Similarly, Oxfam America's humanitarian policy manager said the US designation would severely impact the ability of aid groups to respond on the ground.

"As we said a year ago, this designation absolutely cannot happen because of the humanitarian implications it would have," Scott Paul said.

Last month, the food-assistance branch of the United Nations announced that it was "forced" to cut aid to Yemen due to a lack of funds.

The World Food Programme (WFP), which feeds 13 million Yemenis, said in a statement that eight million will receive a reduced food ration, while five million at immediate risk of slipping into famine conditions will remain on a full ration.

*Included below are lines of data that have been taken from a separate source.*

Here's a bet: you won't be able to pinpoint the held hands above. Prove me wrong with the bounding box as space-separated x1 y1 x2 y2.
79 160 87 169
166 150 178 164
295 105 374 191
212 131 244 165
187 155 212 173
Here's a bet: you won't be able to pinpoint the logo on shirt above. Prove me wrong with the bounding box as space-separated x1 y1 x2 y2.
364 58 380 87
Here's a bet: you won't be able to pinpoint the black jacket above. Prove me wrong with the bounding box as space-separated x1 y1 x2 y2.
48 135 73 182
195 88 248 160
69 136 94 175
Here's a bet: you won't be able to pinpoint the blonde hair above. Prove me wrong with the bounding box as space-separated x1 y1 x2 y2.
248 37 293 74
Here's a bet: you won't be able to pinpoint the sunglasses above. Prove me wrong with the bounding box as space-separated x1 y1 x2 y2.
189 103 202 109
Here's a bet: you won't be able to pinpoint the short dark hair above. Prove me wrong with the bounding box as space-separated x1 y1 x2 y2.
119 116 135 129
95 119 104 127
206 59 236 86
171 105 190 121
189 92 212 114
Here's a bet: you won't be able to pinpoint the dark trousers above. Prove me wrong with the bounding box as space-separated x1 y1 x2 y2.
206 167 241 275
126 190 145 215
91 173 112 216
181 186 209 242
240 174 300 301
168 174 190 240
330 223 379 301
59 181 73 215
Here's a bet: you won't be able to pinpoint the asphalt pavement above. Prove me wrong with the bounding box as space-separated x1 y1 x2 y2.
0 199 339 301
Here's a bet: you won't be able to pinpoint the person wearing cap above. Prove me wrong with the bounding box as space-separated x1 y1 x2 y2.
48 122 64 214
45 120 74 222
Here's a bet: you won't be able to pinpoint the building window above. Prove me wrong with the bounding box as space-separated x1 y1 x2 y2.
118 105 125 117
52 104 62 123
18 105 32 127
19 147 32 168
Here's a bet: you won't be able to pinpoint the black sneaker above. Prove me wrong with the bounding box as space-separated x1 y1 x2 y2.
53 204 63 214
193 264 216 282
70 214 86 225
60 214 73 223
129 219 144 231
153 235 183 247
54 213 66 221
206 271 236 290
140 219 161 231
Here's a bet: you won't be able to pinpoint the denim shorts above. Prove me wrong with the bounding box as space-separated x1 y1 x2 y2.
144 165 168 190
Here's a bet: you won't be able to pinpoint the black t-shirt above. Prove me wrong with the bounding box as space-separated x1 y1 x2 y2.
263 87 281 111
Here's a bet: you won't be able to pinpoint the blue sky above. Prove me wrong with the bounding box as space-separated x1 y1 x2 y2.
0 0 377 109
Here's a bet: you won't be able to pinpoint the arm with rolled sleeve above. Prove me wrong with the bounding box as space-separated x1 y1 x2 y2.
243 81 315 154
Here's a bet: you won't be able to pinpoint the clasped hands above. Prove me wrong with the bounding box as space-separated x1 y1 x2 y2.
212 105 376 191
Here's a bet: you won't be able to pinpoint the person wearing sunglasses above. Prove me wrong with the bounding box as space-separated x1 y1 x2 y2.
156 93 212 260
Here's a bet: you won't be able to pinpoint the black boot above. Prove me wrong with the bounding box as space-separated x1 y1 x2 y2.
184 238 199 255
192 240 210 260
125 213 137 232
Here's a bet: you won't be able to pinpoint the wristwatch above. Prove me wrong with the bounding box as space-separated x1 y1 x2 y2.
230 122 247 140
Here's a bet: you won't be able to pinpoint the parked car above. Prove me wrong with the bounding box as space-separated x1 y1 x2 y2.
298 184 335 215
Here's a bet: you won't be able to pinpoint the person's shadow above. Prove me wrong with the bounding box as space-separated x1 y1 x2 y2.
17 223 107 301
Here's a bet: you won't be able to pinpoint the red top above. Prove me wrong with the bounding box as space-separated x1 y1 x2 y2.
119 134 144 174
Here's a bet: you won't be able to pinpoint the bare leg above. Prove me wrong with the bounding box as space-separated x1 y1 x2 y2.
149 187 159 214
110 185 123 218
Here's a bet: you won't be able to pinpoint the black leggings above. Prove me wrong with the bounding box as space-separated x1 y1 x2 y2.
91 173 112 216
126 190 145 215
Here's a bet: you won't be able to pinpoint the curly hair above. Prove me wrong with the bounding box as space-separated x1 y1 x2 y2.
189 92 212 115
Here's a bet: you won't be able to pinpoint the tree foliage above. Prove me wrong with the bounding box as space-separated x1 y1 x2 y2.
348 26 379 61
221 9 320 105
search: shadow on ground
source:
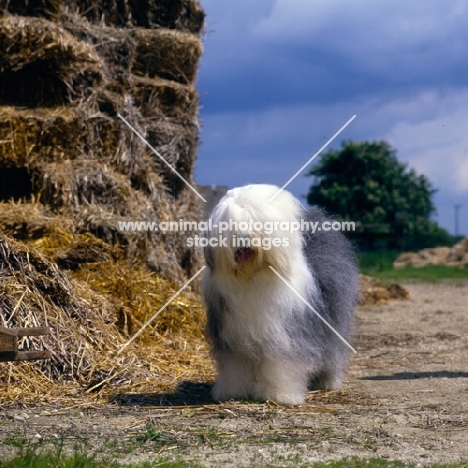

Saudi Arabia launched the devastating war on its southern neighbor in March 2015 in collaboration with a number of its allied states and with arms and logistics support from the US and several Western states.

The aim was to return to power the former Riyadh-backed regime and crush the popular Ansarullah movement which has been running state affairs in the absence of an effective government in Yemen.

The war has stopped well shy of all of its goals, despite killing tens of thousands of Yemenis and turning entire Yemen into the scene of the world’s worst humanitarian crisis.

Meanwhile, the Yemeni forces have in recent months gone from strength to strength against the Saudi-led invaders and left Riyadh and its allies bogged down in Yemen.